Interview of a primary school Principal who ensured cent-percent attendance of studentsI was waiting for the Principal outside his room when an elderly gentleman came out from the teacher's room and wished me. I introduced myself and told him that I had an appointment with the Principal. He guided me inside and told me to wait as the Principal had gone out to meet some parents. "Please wait, sir. He will be back any minute. Since you have the appointment, he won't keep you waiting', he told as he walked away.
In a few seconds, a short structured gentleman walked in smiling. I got up and wished him. Returning the greeting he said, 'I am sorry to have kept you waiting. Shall we start'? and took his seat.
Me: Sir, I consider it my personal honour to have been chosen by our editor to interview you. Congratulations to you sir for achieving this feat of getting every child of this village to attend classes daily. And what better it can be than to begin the interview by asking you how you managed to do it. Sir, it would be nice if you could include the situation when you joined here.
He: As you can see, this is a very small village and the people here are basically farmers. The total strength of this school as of now is 200 students. It was almost the same when I joined but the problem was that most of the students were not regular. I knew it was a difficult task to ensure daily attendance of all the students but I took it on as my responsibility, not to the school or to myself but to the society. I, with the support of other teachers and also our non-teaching staff, had to do a lot of homework and spadework before getting into the job. Making the parents understand the importance of their wards joining the school and attending the classes and convincing them was not easy. More difficult was to force the students who have been habituated to skipping classes to attend school without fail. The situation and circumstances were such that it could not be done in a day. I had to take steps to improve the infrastructure and facilities of the school first.
Me (interrupting): Sorry to interrupt you but I would also like to know how the authorities helped you?
He (smiling): To be frank, convincing the authorities was more difficult than convincing the parents and students. I had to contact so many people and had to go and meet them quite often. In the beginning, they were sort of amused at my enthusiasm and probably thought that I was trying to prove myself since this was my first posting as the Principal. It took a lot of time and efforts to make them understand that my aim was to ensure that the students who have enrolled in the school should not be refused the opportunity to learn. I met the DEO many times and forwarded letters to the higher authorities, including the State Minister for Education, through proper channel. I was lucky in that the local authorities and the MLA representing the constituency of which this village is a part grew up to be supportive after the initial hesitation. Once the infrastructure and facilities including filling up of teachers vacancies were put in place, I could manage to enhance the interest of the students as well as parents and the attendance rate gradually improved and today, as you all know, this is one of the few schools in such rural areas which has almost cent-per cent attendance daily.
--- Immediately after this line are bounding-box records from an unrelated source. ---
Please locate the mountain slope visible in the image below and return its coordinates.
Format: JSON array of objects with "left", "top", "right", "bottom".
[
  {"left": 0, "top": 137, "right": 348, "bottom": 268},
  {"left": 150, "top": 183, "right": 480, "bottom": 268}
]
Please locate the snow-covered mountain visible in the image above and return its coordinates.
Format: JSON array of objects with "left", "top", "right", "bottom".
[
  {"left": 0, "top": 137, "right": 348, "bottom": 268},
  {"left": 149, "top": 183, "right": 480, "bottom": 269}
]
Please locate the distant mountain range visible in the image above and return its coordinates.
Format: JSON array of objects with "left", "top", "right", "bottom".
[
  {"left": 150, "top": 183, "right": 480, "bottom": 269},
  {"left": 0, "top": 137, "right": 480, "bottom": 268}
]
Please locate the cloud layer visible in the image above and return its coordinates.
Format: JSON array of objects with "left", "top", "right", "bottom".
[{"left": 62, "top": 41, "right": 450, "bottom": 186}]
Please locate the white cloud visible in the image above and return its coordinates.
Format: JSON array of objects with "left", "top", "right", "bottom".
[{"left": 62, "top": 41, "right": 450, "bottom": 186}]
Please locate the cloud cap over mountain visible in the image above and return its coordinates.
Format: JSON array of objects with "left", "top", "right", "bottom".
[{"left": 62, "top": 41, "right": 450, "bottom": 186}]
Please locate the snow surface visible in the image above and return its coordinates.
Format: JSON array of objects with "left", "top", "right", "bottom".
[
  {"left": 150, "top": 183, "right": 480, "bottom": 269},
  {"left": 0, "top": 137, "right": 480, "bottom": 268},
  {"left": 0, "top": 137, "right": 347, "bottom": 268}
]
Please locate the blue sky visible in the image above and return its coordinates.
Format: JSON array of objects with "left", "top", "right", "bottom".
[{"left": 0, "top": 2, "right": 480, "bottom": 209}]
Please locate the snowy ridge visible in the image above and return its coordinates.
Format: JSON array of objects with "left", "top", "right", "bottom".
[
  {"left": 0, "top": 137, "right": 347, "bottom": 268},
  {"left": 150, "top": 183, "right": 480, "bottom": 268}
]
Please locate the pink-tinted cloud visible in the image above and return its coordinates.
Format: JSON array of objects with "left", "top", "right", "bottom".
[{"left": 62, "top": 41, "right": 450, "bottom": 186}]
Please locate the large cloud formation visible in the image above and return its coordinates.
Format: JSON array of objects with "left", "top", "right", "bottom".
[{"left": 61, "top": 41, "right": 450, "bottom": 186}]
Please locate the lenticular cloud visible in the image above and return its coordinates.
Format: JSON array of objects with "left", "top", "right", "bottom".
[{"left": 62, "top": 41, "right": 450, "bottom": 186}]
Me: I agree with you, sir. Convincing our authorities is indeed a tough job. What is the attitude of the parents now? And how about the quality of students?
He: We cannot blame the parents. Most of them are illiterate. And since they are earning their daily bread through farming and other small chores they are not really bothered about the education part. They think that if they could live comfortably without education, their children can also very well do so without much education. Even those few who are aware of the benefits of educating their children think that it is beyond their capacity to send the kids for higher education and some even maintain that earning a job is not easy for people like them. So, our primary effort was to convey that their perceptions were wrong. We had to open the world to them to see.
As far as the students are concerned, they never took school or studies seriously. For them, it was just a part of their routine. And I am sorry to say that teachers posted to schools like this are also to be blamed. Most of them consider their posting to rural areas to be punishments and do not show any interest in their profession. Lack of the sufficient number of teachers and those available making it a habit to skip classes do have negative effects on the students too. Only dedicated teachers and those who have a passion for this profession can actually tempt the students to attend classes regularly and to develop an interest in studies. My experience says that once the students start feeling that the teachers are serious and they are putting in efforts to teach them and that it is being done for their good, the students will naturally become dedicated. See, it is like a chain. Teachers and staff of the school, parents, students, the local authorities, senior citizens and all of us have a role to play. You have to ensure that it does not break in between.
After a few more questions I thanked him for sparing his valuable time and bid him a good day. Before saying goodbye he reminded me to put a photograph of the school along with the interview when it is published.